As shown in FIG. 1, the tapered roller bearing 11 according to the present invention has an outer ring raceway surface 13a on the inner peripheral surface, an outer ring 13 on which the axle box 12 is mounted on the outer peripheral surface, and a shaft 14 on the inner peripheral surface. A cage 17 having a plurality of pockets for accommodating and holding the tapered inner ring 15 to be fitted, the tapered roller array rotatably arranged between the outer ring 13 and the inner ring 15, and the tapered roller 16 of the tapered roller array at predetermined intervals. And.

The inner ring 15 has an inner ring raceway surface 15a on the outer peripheral surface, and has a large flange portion 15b at the large-diameter side end portion that projects outward in the radial direction and holds the large-diameter side end surface of the cone 16. A small collar portion 15c protruding in the axial direction is provided on the small diameter side of the inner ring raceway surface 15a.

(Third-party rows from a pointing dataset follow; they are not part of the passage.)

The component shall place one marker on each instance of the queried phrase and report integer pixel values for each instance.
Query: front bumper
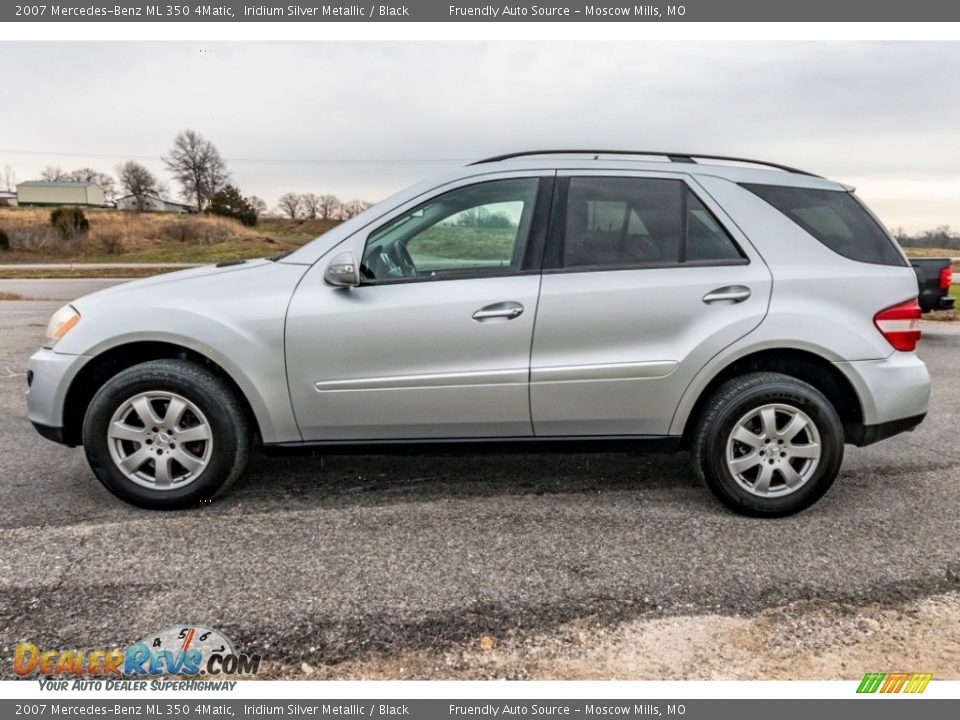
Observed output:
(894, 394)
(49, 375)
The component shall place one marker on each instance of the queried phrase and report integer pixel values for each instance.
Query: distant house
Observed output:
(46, 193)
(153, 203)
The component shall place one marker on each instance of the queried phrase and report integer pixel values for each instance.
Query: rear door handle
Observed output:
(730, 294)
(504, 310)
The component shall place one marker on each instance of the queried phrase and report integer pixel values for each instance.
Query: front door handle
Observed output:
(505, 310)
(730, 294)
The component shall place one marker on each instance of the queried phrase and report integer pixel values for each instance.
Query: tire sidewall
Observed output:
(203, 394)
(800, 396)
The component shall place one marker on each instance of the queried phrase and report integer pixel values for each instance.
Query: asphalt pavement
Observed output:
(321, 559)
(63, 289)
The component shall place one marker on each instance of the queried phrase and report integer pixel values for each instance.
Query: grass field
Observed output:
(446, 241)
(116, 236)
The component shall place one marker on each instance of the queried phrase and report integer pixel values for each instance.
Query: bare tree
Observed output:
(106, 182)
(197, 165)
(52, 173)
(137, 180)
(289, 205)
(329, 204)
(258, 204)
(311, 205)
(9, 179)
(353, 208)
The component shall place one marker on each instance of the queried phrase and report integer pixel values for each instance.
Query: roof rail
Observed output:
(673, 157)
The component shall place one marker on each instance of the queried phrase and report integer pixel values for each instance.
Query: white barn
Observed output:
(153, 203)
(54, 193)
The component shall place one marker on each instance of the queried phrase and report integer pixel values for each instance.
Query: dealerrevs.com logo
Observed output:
(886, 683)
(181, 650)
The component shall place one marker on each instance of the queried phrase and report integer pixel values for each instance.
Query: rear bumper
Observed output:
(50, 433)
(946, 302)
(861, 435)
(894, 395)
(936, 300)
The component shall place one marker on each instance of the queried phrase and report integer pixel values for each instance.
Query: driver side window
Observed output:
(475, 230)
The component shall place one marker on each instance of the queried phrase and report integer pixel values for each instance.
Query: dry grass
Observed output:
(146, 237)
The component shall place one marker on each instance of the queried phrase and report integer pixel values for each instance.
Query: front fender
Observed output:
(235, 319)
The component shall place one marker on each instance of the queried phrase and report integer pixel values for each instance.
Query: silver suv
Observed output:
(756, 315)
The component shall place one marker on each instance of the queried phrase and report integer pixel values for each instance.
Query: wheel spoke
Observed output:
(162, 476)
(796, 424)
(132, 462)
(762, 485)
(742, 464)
(810, 450)
(768, 419)
(188, 460)
(145, 412)
(200, 432)
(790, 476)
(174, 412)
(162, 444)
(741, 434)
(122, 431)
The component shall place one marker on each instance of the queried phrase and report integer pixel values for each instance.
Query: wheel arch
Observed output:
(108, 363)
(804, 365)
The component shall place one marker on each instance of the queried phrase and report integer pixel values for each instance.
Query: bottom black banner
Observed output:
(875, 708)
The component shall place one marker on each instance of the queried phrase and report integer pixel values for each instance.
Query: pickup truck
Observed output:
(934, 276)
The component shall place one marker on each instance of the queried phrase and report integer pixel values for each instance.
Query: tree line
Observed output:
(201, 172)
(940, 237)
(308, 206)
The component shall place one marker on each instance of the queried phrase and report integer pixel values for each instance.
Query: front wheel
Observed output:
(768, 444)
(166, 434)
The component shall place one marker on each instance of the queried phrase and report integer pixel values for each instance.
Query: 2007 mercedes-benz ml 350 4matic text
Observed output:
(756, 315)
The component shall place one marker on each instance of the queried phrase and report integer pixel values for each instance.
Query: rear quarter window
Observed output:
(835, 218)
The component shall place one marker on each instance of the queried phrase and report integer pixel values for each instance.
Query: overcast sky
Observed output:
(365, 119)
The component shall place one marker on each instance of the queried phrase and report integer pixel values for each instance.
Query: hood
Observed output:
(187, 275)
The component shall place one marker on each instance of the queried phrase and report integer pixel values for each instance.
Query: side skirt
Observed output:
(473, 446)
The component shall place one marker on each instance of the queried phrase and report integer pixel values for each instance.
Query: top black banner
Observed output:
(446, 11)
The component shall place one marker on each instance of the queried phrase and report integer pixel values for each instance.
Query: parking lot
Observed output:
(412, 567)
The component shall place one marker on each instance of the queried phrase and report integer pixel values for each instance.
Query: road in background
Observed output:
(64, 289)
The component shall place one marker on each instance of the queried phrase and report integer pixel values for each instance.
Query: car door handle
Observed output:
(506, 310)
(730, 294)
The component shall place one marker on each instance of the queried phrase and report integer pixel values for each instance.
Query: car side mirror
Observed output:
(342, 271)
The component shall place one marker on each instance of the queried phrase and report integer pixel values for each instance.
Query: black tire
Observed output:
(722, 413)
(228, 425)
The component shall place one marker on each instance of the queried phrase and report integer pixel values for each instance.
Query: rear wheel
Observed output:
(768, 444)
(166, 434)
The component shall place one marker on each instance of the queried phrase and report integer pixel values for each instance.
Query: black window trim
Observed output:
(536, 239)
(811, 231)
(553, 253)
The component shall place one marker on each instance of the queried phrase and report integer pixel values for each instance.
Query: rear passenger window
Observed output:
(707, 241)
(639, 222)
(835, 218)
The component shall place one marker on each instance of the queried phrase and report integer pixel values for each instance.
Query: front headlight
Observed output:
(60, 324)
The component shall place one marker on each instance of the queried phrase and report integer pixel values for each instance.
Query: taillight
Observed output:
(900, 325)
(946, 278)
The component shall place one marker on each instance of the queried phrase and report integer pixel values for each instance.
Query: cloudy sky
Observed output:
(364, 119)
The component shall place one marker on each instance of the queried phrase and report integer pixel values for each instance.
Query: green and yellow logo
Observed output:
(894, 682)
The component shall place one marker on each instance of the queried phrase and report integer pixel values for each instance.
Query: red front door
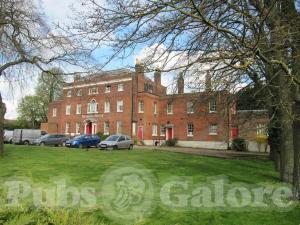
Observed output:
(169, 133)
(140, 133)
(89, 128)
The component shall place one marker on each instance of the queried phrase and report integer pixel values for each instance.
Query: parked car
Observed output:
(52, 139)
(117, 142)
(26, 136)
(8, 136)
(83, 141)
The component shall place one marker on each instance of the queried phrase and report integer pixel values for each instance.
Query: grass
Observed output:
(39, 165)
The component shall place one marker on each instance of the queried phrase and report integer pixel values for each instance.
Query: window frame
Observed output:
(216, 129)
(89, 107)
(67, 125)
(77, 127)
(78, 112)
(212, 107)
(105, 108)
(69, 93)
(120, 87)
(164, 129)
(106, 128)
(79, 92)
(119, 126)
(154, 129)
(107, 88)
(68, 109)
(190, 129)
(170, 112)
(190, 105)
(141, 103)
(54, 112)
(121, 105)
(93, 90)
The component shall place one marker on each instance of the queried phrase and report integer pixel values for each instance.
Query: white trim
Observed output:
(98, 83)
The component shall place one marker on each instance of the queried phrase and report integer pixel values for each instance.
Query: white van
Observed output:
(26, 136)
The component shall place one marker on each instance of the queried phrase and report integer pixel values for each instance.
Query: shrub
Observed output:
(239, 144)
(171, 142)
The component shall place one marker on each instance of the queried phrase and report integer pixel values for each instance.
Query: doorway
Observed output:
(169, 134)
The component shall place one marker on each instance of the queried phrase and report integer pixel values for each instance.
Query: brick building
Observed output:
(128, 102)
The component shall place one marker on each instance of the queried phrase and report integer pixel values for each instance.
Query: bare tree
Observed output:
(241, 41)
(26, 41)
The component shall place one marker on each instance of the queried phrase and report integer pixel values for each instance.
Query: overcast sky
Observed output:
(56, 11)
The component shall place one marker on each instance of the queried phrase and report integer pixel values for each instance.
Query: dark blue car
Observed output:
(83, 141)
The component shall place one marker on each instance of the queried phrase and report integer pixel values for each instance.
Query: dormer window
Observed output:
(93, 91)
(107, 88)
(69, 93)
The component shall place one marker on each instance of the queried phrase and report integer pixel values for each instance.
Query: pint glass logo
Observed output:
(127, 193)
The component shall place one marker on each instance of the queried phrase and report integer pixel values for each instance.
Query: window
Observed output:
(170, 108)
(213, 129)
(68, 109)
(141, 106)
(106, 128)
(77, 130)
(67, 128)
(119, 127)
(106, 107)
(190, 129)
(120, 106)
(93, 90)
(92, 107)
(78, 109)
(154, 130)
(79, 92)
(261, 130)
(69, 93)
(120, 87)
(212, 106)
(107, 88)
(162, 131)
(190, 107)
(155, 108)
(54, 112)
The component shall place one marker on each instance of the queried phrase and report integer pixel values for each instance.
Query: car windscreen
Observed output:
(112, 138)
(78, 137)
(45, 136)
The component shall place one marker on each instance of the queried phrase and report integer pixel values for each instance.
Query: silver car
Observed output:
(116, 142)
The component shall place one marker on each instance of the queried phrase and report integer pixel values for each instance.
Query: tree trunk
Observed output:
(2, 113)
(286, 148)
(296, 127)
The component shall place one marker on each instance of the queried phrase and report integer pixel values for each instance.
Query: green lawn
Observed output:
(40, 165)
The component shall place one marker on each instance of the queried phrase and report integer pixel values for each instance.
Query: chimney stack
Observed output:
(77, 77)
(208, 81)
(157, 77)
(180, 84)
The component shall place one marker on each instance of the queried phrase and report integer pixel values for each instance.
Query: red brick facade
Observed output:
(145, 113)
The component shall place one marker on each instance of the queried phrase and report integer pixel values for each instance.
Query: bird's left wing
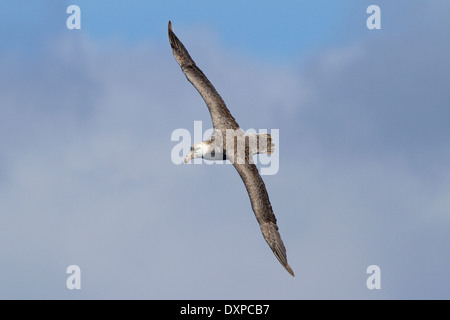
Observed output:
(263, 210)
(220, 115)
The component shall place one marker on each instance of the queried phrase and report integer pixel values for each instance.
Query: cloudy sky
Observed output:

The cage 17 has a large diameter ring portion 17a on the large diameter side, a small diameter ring portion 17b on the small diameter side, and a pillar portion 17c connecting the large diameter ring portion 17a and the small diameter ring portion 17b at predetermined intervals.

An insertion space 18 for inserting the hook member 21 of the pulling jig 20 is provided between the inner peripheral surface of the small diameter ring portion 17b of the cage 17 and the outer peripheral surface of the small flange portion 15c of the inner ring 15. Wide portions 19 are provided at several locations in the circumferential direction of the insertion space. The wide portion 19 is formed by a recessed portion in which the inner peripheral surface of the small diameter ring portion 17b is recessed toward the outer diameter side.

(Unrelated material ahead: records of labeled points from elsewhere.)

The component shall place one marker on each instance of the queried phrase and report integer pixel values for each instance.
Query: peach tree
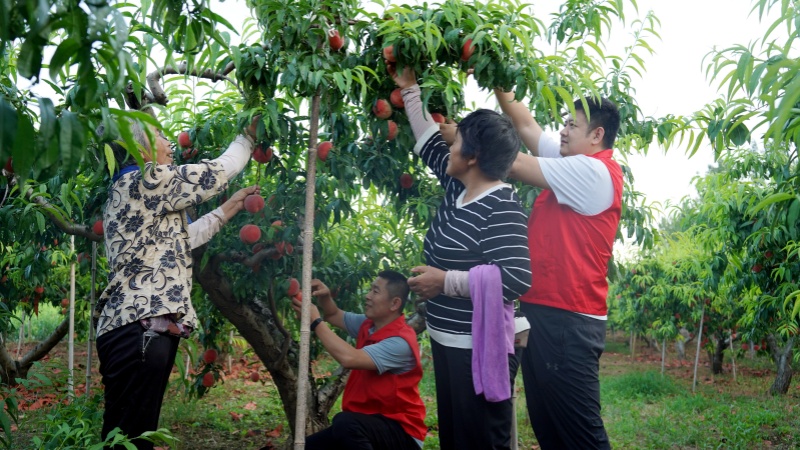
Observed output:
(314, 72)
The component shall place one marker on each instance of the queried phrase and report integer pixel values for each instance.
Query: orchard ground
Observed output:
(641, 408)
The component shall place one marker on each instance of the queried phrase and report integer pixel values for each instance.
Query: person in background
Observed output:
(146, 307)
(381, 406)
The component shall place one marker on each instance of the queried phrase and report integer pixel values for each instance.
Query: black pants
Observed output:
(355, 431)
(466, 420)
(135, 370)
(560, 369)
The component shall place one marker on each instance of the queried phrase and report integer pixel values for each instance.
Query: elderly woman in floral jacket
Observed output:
(146, 307)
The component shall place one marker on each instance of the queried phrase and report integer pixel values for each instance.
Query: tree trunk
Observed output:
(257, 323)
(683, 339)
(11, 369)
(719, 354)
(782, 357)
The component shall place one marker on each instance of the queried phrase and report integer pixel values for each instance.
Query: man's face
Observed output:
(576, 139)
(378, 303)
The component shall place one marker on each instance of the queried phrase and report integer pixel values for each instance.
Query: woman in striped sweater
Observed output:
(480, 222)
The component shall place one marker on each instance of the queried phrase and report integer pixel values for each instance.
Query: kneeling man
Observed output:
(381, 407)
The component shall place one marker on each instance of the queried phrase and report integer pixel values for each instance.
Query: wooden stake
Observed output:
(71, 332)
(91, 339)
(305, 311)
(697, 354)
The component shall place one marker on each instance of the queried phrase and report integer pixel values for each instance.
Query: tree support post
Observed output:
(71, 332)
(308, 249)
(697, 353)
(91, 321)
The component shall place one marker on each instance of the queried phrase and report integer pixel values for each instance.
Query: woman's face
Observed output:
(164, 154)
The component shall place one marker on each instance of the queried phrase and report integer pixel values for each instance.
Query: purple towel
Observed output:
(492, 334)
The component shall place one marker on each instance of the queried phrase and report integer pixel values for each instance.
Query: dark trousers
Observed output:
(560, 369)
(355, 431)
(135, 370)
(466, 420)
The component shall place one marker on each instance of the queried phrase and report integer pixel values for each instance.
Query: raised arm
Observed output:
(345, 354)
(204, 228)
(430, 145)
(528, 129)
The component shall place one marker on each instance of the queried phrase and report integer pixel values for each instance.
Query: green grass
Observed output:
(642, 408)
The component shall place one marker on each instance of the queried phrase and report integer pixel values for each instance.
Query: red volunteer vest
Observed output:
(570, 251)
(393, 396)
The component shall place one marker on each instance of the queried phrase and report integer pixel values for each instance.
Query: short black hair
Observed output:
(397, 285)
(491, 138)
(602, 113)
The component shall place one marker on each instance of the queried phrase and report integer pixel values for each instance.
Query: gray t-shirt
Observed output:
(392, 355)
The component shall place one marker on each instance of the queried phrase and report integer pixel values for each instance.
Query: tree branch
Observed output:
(154, 79)
(60, 221)
(251, 260)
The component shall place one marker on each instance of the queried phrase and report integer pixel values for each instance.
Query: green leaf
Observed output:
(110, 161)
(65, 51)
(29, 63)
(72, 141)
(794, 212)
(774, 198)
(40, 221)
(23, 156)
(8, 129)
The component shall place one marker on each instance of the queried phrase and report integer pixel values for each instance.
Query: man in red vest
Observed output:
(381, 407)
(571, 233)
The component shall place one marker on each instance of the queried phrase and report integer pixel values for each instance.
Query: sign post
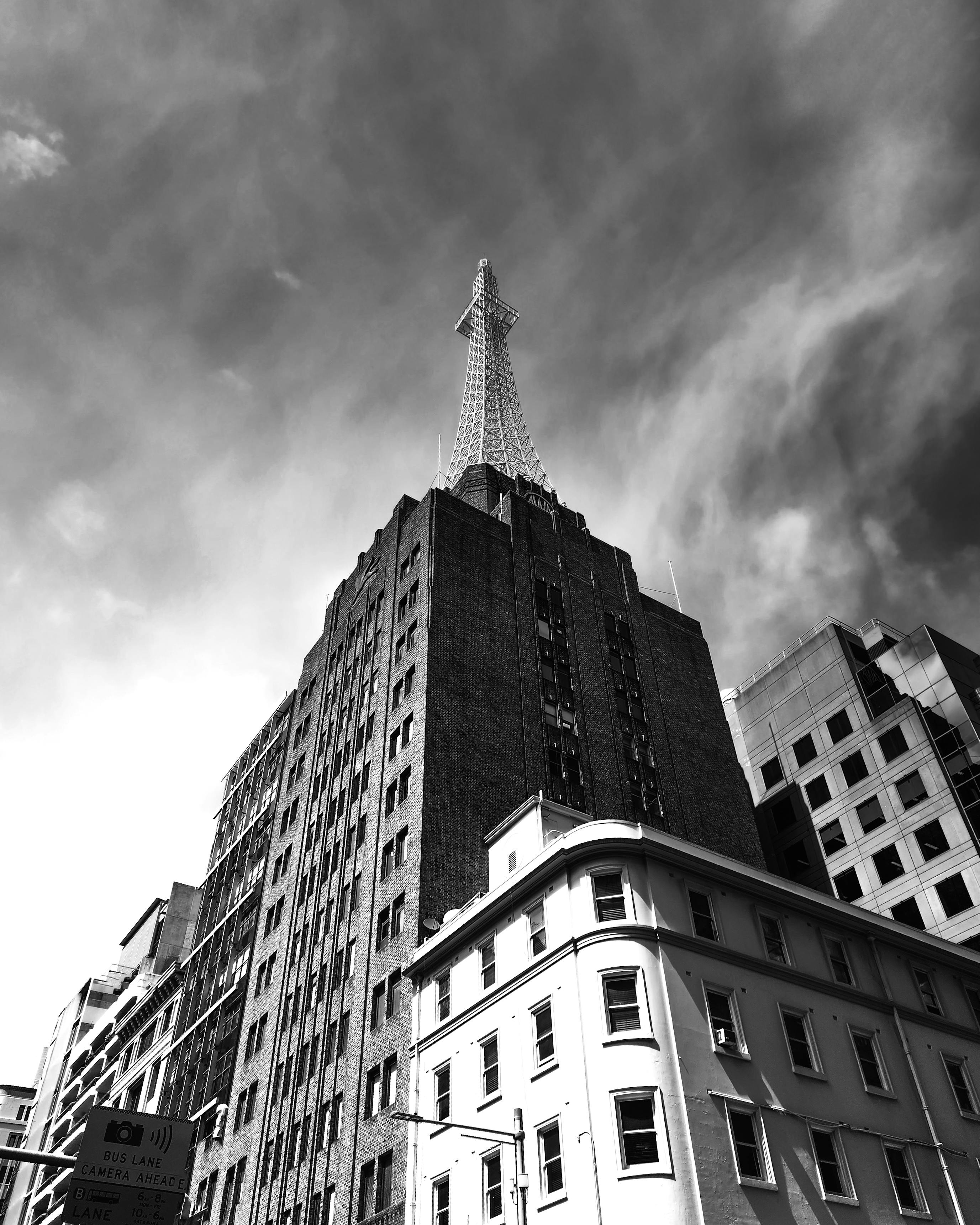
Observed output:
(132, 1170)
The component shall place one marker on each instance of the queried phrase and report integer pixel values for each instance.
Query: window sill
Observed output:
(759, 1184)
(631, 1037)
(810, 1072)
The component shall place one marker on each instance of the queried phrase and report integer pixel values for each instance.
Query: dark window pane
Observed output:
(889, 864)
(772, 772)
(854, 769)
(955, 896)
(783, 815)
(833, 838)
(912, 790)
(870, 814)
(797, 859)
(908, 912)
(894, 744)
(817, 792)
(830, 1169)
(932, 841)
(848, 886)
(839, 725)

As shown in FIG. 2, the recessed portion forming the wide portion 19 is located between the adjacent tapered rollers 16 and is uniformly provided in the circumferential direction of the tapered roller rows. In the embodiment shown in FIG. 2, three recessed portions forming the wide portion 19 are evenly provided in the circumferential direction. In the embodiment shown in FIG. 2, since the number of rollers is 32 and cannot be divided by 3, the number of rollers is distributed to 11, 11, and 10 so that the number of rollers is as close to equal distribution as possible.

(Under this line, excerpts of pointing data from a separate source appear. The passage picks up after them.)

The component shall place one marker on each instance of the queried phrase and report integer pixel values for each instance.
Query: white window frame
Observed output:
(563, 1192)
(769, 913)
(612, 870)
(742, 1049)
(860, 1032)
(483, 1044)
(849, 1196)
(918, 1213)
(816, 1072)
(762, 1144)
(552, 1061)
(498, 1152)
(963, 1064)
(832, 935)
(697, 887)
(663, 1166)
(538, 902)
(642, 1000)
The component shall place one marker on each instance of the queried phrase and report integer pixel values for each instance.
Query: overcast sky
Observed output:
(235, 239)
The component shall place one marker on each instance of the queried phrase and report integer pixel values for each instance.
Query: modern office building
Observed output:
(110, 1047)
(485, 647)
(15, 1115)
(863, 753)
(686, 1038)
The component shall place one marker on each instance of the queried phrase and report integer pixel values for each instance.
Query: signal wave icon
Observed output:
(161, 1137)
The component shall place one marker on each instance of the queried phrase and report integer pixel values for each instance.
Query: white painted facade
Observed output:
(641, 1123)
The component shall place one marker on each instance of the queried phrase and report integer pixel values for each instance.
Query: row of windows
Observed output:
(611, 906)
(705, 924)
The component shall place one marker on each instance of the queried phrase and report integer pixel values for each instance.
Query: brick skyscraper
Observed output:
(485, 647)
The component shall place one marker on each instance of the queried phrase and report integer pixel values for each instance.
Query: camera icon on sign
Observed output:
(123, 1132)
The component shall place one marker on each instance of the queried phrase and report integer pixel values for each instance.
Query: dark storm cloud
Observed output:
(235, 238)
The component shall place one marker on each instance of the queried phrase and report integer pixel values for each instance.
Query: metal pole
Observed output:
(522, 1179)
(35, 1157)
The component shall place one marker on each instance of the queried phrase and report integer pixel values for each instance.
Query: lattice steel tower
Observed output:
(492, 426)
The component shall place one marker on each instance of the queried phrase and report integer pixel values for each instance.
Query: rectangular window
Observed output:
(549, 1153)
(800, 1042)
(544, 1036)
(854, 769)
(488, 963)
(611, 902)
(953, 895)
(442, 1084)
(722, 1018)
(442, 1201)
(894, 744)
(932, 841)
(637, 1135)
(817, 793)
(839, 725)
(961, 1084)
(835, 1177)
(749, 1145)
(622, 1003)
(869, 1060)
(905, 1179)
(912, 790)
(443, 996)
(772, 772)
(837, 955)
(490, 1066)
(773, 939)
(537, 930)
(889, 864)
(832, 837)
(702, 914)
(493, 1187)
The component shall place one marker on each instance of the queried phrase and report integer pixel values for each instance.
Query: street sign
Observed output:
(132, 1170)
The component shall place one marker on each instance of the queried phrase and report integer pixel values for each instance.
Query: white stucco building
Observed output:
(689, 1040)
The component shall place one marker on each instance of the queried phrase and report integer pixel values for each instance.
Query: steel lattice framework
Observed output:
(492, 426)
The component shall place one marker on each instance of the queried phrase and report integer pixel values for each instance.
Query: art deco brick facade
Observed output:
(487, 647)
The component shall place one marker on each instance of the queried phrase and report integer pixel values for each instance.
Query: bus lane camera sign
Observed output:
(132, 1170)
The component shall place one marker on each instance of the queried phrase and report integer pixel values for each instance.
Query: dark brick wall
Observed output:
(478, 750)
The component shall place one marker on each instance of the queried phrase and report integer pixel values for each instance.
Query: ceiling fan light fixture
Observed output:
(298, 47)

Further, when a recessed portion forming the wide portion 19 is formed on the inner peripheral surface of the small diameter ring portion 17b of the cage 17, the recessed portion becomes thinner than the other portions, so that the strength of the recessed portion is reduced. In order to prevent this, as shown in FIG. 3, the width W1 of the pillar portion 17c forming the recessed portion is formed wider than the width W2 of the pillar portion 17c of the other portion.

How much the wide pillar portion 17c having the width W1 is wider than the narrow pillar portion 17c having the width W2 may be determined based on the following criteria.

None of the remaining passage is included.